It’s fun to be bad at stuff.
Childhood was exciting and fun and you had no responsibilities. You explored ideas, had a bazillion hobbies, everything was new. It was also getting things wrong, feeling confused, stuff seeming impossible, endless spelling tests, and reading Biff and Chip and the Magic Key too many times.
All the same, through grown-up eyes we reckon kids get all the fun.
I think this might be something to do with the fact that we all, at some point, reach an age where we feel too old to learn to rollerblade.
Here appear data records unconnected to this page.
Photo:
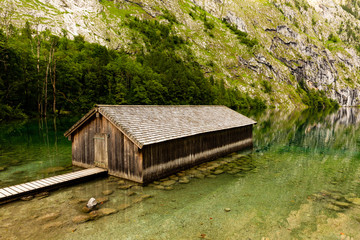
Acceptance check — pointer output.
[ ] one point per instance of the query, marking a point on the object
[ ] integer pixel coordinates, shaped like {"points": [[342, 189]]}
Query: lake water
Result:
{"points": [[300, 181]]}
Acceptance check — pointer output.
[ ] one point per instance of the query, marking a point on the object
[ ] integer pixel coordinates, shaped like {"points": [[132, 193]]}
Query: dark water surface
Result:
{"points": [[301, 181]]}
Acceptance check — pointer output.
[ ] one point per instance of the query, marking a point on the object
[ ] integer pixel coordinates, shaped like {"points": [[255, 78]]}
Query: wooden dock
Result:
{"points": [[17, 191]]}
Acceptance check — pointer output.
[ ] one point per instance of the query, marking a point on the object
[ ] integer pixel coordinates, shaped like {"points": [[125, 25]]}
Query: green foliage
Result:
{"points": [[333, 38], [169, 16], [315, 99], [242, 36], [81, 74], [7, 113], [301, 4], [267, 88]]}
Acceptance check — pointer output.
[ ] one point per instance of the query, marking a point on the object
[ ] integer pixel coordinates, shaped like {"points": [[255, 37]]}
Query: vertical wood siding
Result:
{"points": [[123, 154]]}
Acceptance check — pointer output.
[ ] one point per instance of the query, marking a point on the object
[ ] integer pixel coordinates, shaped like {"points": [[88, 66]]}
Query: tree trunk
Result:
{"points": [[38, 70], [54, 86], [48, 72]]}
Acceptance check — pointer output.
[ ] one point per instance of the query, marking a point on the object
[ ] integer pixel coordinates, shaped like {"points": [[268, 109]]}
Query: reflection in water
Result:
{"points": [[301, 181]]}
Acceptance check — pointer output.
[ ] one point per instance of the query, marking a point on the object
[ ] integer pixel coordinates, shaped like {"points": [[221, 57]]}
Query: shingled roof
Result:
{"points": [[146, 125]]}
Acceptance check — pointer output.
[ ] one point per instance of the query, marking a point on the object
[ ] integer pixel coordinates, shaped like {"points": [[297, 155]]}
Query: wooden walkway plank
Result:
{"points": [[5, 192], [14, 192]]}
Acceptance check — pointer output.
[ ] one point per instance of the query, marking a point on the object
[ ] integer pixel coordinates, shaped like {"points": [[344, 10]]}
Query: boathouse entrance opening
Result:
{"points": [[101, 150]]}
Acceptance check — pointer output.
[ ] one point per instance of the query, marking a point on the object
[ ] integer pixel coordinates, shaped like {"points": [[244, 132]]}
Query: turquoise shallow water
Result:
{"points": [[300, 181]]}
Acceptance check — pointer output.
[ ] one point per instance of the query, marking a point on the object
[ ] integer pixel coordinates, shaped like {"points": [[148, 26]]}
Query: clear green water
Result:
{"points": [[301, 181]]}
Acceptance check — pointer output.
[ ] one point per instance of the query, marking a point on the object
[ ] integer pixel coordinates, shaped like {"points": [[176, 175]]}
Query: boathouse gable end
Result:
{"points": [[143, 143]]}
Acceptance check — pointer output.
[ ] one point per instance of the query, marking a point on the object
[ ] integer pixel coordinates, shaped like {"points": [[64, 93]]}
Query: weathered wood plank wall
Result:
{"points": [[126, 160], [165, 158], [123, 154]]}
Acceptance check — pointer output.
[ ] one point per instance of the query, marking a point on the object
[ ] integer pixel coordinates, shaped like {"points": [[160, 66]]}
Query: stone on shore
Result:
{"points": [[81, 218], [107, 211]]}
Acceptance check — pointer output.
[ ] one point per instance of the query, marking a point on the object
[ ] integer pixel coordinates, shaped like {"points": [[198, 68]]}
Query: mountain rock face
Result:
{"points": [[312, 42]]}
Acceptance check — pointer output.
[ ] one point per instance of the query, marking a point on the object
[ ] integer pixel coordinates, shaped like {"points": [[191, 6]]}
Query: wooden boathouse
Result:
{"points": [[144, 143]]}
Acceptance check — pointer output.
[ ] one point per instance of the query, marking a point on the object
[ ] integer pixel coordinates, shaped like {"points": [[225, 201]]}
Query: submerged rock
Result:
{"points": [[200, 176], [174, 177], [159, 187], [107, 211], [217, 172], [168, 183], [211, 176], [124, 206], [52, 225], [125, 186], [184, 180], [136, 187], [85, 209], [78, 201], [130, 193]]}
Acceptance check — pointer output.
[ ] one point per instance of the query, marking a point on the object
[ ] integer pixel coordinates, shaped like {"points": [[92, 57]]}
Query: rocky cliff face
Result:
{"points": [[310, 41]]}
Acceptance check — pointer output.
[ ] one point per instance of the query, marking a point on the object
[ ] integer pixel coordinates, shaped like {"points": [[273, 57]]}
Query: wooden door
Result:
{"points": [[101, 150]]}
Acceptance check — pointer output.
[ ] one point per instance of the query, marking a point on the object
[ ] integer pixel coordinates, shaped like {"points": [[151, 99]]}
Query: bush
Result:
{"points": [[242, 36]]}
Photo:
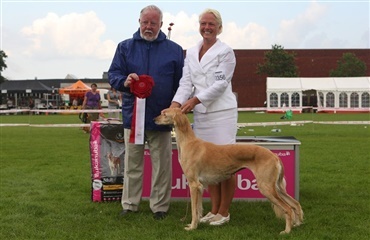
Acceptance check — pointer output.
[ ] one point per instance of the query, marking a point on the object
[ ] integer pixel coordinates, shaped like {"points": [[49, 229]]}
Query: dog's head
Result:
{"points": [[168, 116]]}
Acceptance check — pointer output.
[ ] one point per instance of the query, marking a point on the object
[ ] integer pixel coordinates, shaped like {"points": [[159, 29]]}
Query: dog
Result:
{"points": [[205, 163]]}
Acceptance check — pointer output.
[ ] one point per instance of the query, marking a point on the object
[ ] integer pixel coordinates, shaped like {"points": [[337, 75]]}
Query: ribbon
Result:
{"points": [[141, 89]]}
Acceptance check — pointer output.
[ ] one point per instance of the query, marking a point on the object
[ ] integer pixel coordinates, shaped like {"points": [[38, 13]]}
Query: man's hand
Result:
{"points": [[131, 77]]}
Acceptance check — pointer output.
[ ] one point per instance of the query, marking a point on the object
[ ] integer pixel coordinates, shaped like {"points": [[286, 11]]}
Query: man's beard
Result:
{"points": [[150, 39]]}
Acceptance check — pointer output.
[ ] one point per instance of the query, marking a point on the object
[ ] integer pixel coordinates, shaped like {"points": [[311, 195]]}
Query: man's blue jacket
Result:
{"points": [[162, 59]]}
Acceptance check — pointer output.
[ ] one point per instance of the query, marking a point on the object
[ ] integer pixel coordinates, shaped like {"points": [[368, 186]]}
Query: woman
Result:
{"points": [[114, 98], [206, 89], [92, 101]]}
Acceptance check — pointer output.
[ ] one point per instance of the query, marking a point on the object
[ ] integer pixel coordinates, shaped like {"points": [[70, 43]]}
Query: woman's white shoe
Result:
{"points": [[219, 220], [207, 218]]}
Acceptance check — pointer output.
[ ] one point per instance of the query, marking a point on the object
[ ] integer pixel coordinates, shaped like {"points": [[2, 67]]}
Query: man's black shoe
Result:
{"points": [[159, 215], [125, 212]]}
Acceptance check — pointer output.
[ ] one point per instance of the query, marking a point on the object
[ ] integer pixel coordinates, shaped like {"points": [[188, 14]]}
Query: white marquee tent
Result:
{"points": [[350, 94]]}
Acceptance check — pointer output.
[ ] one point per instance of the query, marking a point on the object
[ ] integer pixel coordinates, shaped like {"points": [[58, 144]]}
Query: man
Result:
{"points": [[148, 52]]}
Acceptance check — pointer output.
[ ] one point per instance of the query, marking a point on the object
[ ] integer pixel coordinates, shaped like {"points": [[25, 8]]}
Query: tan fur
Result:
{"points": [[205, 163]]}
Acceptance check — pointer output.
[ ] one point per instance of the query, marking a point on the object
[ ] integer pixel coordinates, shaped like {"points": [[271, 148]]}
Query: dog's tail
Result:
{"points": [[294, 204], [281, 188]]}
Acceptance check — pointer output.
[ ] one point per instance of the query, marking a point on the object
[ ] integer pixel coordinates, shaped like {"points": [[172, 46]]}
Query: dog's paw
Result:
{"points": [[189, 227], [284, 232]]}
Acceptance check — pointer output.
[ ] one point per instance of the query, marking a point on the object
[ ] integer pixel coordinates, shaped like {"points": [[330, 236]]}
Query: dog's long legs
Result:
{"points": [[196, 190], [294, 204], [270, 192]]}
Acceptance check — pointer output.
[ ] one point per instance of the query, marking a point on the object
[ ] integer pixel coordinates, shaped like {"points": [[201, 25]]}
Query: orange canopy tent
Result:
{"points": [[78, 89]]}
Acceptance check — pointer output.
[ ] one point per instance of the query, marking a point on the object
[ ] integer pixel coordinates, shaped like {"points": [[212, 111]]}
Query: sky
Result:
{"points": [[56, 39]]}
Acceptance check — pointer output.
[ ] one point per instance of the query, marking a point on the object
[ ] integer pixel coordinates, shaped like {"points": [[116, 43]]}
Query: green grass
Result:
{"points": [[45, 186]]}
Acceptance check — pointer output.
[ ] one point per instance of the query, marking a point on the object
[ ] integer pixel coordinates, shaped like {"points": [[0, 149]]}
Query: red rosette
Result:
{"points": [[143, 87]]}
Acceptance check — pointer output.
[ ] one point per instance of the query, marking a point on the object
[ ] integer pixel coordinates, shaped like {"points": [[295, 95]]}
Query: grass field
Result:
{"points": [[45, 186]]}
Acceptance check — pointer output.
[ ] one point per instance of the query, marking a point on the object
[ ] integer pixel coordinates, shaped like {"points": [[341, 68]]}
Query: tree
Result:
{"points": [[2, 64], [349, 66], [278, 63]]}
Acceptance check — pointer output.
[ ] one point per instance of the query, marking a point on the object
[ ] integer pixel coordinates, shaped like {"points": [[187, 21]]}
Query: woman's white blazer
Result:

Here are some possible explanations for this:
- We love the idea of new things, but actually new things are quite scary.
- It’s embarrassing when we can’t do things, and it’s harder to hide being bad at rollerblading when you’re wearing rollerblades.
- You’ve fallen over enough times to know that you don’t enjoy it.
I can’t rollerblade, but I wanted rollerblades for my 26th birthday. I dismissed the idea but told a friend about it in passing. That friend said ‘You should just get rollerblades’.
What liberation! Sure I didn’t know how to stop on rollerblades, or how to anything on rollerblades really, but who’s to judge what I can and can’t do? Well… actually anyone can judge, but who’s to say that I should care?
Where did all these inhibitions come from?
When we say ‘kids get all the fun’, maybe we’re thinking of the inhibitions we’ve accrued over the years. The ones we didn’t have when we were younger, but now they make it really difficult to enjoy learning new stuff, making mistakes and being silly. Unless, of course, you’ve had a few bevvies. But learning to rollerblade when inebriated is probably quite difficult. Surely we can learn to lose our inhibitions without the help of a beer or five too?
I got rollerblades for my 26th birthday and have become that lady who skates painfully slowly up and down the work carpark. I’m still bad at rollerblading and everyone can see it, but it’s fun to be bad at things. There’s no pressure to perform, no expectations, the only way is up.

So I guess what I’m saying is that we should get rollerblades for Christmas.
Failing that, at least do the rollerblading equivalent – the thing you’re bad at because you haven’t learned to do it yet. Embrace being bad at something, as well as the possibilities it presents!
– Hati
Bonus: you get the fun and exciting bits of being a kid without the mandatory spelling tests. You still have to pay bills though (sorry can’t help you there).